Division of Environmental Genetics and Molecular Toxicology, Department of Environmental Health, University of Cincinnati Medical Center, Cincinnati, OH 45267, United States.
Mol Cell Endocrinol. 2012 Jul 6;358(1):27-35. doi: 10.1016/j.mce.2012.02.012. Epub 2012 Feb 19.

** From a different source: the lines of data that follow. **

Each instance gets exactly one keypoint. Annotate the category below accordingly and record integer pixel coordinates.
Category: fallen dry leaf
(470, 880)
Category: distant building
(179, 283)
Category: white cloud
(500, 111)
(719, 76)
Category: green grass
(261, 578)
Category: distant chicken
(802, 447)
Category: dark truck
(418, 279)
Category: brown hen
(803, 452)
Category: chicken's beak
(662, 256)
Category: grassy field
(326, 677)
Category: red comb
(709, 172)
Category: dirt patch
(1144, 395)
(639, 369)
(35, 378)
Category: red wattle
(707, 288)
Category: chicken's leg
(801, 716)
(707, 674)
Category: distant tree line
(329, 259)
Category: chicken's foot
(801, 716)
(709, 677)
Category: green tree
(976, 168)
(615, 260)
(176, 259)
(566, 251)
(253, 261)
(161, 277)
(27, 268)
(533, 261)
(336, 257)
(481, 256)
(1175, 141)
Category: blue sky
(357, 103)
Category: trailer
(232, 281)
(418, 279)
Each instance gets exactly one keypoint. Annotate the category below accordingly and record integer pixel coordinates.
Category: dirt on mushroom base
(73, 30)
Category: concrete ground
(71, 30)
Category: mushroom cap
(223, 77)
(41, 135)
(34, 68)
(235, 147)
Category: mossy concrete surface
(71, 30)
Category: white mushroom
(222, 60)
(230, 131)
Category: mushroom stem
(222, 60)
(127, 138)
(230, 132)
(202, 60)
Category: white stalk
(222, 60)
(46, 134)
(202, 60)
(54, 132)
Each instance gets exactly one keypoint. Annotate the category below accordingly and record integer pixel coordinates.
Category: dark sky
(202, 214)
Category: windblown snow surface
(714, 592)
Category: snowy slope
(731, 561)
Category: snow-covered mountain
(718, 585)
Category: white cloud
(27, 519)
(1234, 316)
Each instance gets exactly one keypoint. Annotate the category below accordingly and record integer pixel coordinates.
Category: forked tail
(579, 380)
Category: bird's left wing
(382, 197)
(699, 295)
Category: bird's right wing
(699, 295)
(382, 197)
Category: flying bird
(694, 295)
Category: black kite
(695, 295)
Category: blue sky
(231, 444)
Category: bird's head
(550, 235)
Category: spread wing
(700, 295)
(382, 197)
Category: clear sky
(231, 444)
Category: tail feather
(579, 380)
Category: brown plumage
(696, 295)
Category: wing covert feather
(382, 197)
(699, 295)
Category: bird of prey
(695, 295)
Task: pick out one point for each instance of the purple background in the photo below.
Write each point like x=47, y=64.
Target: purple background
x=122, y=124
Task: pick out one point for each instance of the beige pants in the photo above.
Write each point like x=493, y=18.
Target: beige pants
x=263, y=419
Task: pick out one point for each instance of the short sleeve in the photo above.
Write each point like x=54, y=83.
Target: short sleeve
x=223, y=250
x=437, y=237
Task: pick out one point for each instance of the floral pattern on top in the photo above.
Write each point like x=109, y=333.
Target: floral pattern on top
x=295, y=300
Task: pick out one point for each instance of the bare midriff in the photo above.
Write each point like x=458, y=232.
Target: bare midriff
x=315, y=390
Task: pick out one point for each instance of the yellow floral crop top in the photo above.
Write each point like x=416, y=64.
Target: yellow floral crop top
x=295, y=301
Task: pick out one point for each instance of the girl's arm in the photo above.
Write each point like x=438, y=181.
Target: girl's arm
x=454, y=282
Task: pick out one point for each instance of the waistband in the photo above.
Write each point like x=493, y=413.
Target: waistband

Multiple phosphorylation sites on the human estrogen receptor (hER)α were identified and shown to influence mammary carcinogenesis. In contrast, functional phosphorylation sites of hERβ have yet to be experimentally identified and validated. Here, using mass spectrometry, we uncovered three serines (S75, S87, and S105) in the N-terminus of hERβ as targets of ERK1/2 and p38 kinases. We raised a specific antibody against phosphorylated S105 (pS105) and demonstrated that this site was endogenously phosphorylated in MDA-MB-231 and BT-474 cells. A phospho-mimetic mutant generated from hERβ1 was found to exhibit higher transactivation activity than hERβ1. Ectopic expression of this mutant inhibited cell migration and invasion, but did not affect cell growth and cell-cycle progression in these cell models. In breast cancer specimens, pS105-hERβ immunoreactivity was detected with a higher prevalence and intensity than that of hERβ1. These results underscore the functional importance of the first experimentally identified hERβ-phosphorylation site in breast cancer.
人类雌激素受体(hER)α上的多个磷酸化位点已被鉴定出来,并被证明会影响乳腺癌的发生。相比之下,hERβ的功能磷酸化位点尚未经过实验鉴定和验证。在这里,我们使用质谱技术在 hERβ的 N 端发现了三个丝氨酸(S75、S87 和 S105),它们是 ERK1/2 和 p38 激酶的作用靶点。我们针对磷酸化 S105(pS105)产生了一种特异性抗体,并证明该位点在 MDA-MB-231 和 BT-474 细胞中是内源性磷酸化的。从 hERβ1 生成的磷酸模拟突变体被发现具有比 hERβ1 更高的转录激活活性。在这些细胞模型中,该突变体的异位表达抑制了细胞迁移和侵袭,但不影响细胞生长和细胞周期进程。在乳腺癌标本中,pS105-hERβ 的免疫反应性比 hERβ1 更为普遍和强烈。这些结果强调了第一个在乳腺癌中实验鉴定的 hERβ 磷酸化位点的功能重要性。